>>>1.When do you retopo your model? before create normal map?
Final topology comes before map generation. UV’s are what connect the 3D topology to the 2D maps (normal, texture, displacement, AO, etc.) The UV map tells the map generator how to relate polygons to the flat map, so whatever final topology you model needs to take should happen before maps. Once maps are generated, you can sub-divide topology, but the arrangement of the polygons needs to remain fixed.
>>> 2. Can I retopo my model which is already uv mapped?
Not and keep the UVs. In general re-topology breaks the relationship between the UV map and the polygons. It is advisable in almost all cases to create new UVs to go with the topology.

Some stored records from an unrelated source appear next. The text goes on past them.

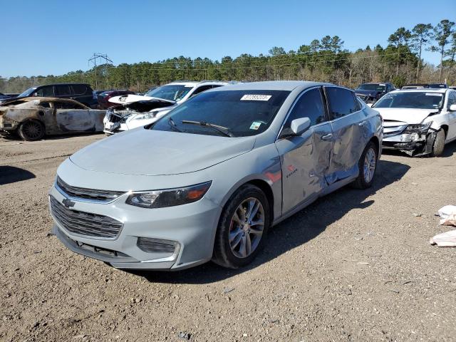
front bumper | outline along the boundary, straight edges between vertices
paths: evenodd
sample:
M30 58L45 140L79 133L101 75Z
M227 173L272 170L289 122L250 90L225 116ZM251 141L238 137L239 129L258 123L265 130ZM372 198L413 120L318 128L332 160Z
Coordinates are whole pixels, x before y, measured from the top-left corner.
M432 152L435 131L400 133L383 136L382 146L385 150L398 150L418 156Z
M49 192L62 203L65 196L55 186ZM125 194L108 204L78 201L71 209L113 217L123 223L114 239L103 239L72 233L56 219L53 232L69 249L101 260L119 269L176 270L192 267L211 259L219 206L203 197L180 206L144 209L125 203ZM138 246L138 238L175 242L172 255L147 252Z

>>> 3. What software are you guys using? maya? zbrush? or topogun?
I do retopology primarily in ZBrush and Modo. Modo also lets me create a hand-flattened set of UVs. Silo works equally well to modo in this respect and has some pretty nifty retopo tools. I’ve just started using Topogun and have been pretty pleased with it.
>>>> 4. What is the benefit of retopo? I’ve been just following online tutorials, but I have never seen any tutorials that show how to retopo or explain about it.

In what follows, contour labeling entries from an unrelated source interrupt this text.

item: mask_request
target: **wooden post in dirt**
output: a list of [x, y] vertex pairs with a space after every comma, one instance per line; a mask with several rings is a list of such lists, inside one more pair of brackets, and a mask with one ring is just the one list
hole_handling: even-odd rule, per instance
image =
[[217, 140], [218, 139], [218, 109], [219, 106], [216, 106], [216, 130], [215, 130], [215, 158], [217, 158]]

There are three important reasons to retopo. Reason #1 is sculptural. It is easier to sculpt with the “flow” of polygons than against them. In other words, top-level sculpting is easier going across or up-down through several quads than diagonally which tends to break up the stroke. You can get around this by subdividing smaller, but that starts to get expensive in polygon count. Which brings us to: Reason #2 is about polygon count.
In the heat of sculpting, particularly if we started with some sort of ideal form like a sphere, we may find we have too many polygons where we don’t need them, such as the forehead and too few for the ears, around the eyes or the mouth. Retpology allows us to set up our model to even out the use the polygons where we need them to make our models efficient (e.g. maximize detail where we need it without exploding polygon counts too much.) Efficiency means we can maximize what we can get out of computer hardware. Efficiency is very import to Reason #3, Animation.
For animation, we have a couple of issues. First, we want our basic meshes as simple as possible, but still capable of carrying the detail we want for the character at the distance the character will appear from the camera. This makes it easier to manipulate in the computer as we test animation and get feedback. It’s lot easier to get feedback on a the motion of a 5000 polygon base mesh than 5M polygon mesh. This realtime feed back is important to keeping the animators workflow efficient. The second issue with animation is that we are bending our models with “bones”. The algorithms that make bones bend our models need models that are both efficient and organized in a way that makes the bending easier. For mathematical reasons, this often means that we want fairly straight flows of polygons/polygon tubes parallel to the bones (or armature) of our model. This allows the subdivided polygons to flow around the bend in a realistic way, rather than pushing around unevenly and ultimately non-organically.
>>> I just can’t understand how to show all the details on a game model(under 10000 tris)…
For game models, we have a whole pile of tricks at work. We have to have relatively simple models so they can be animated in real-time. We cover them with efficient, but optically convincing maps that give them lots visual detail. (Each polygon can have many pixels worth of paint from the texture map on it.) To further simulate physical texture, we use bump and normal maps, which when rendered react to the simulated light as if there more is texture than the actual polygons of the model. This is essentially what we’re doing when we’re creating a normal map of a high-res model and projecting it onto a low-res model in Zbrush. Displacement maps are similar, but they work not by simulation, but the renderer in real-time divides the big polygons into small polygons and displaces them according to the displacement map (this is referred to as micro-poly displacement.) Because this requires much more calculation, it not used as often in real-time game engines. Lastly, to create more of an illusion of crevices where dirt and dullness collects, we use tricks with ambient-occlusion maps and diffusion maps to artificially darken fine details that fool the eye into see more crevices and cracks than is contained in the actual model. Other maps, such as specularity can be manipulated to enhance these effects further.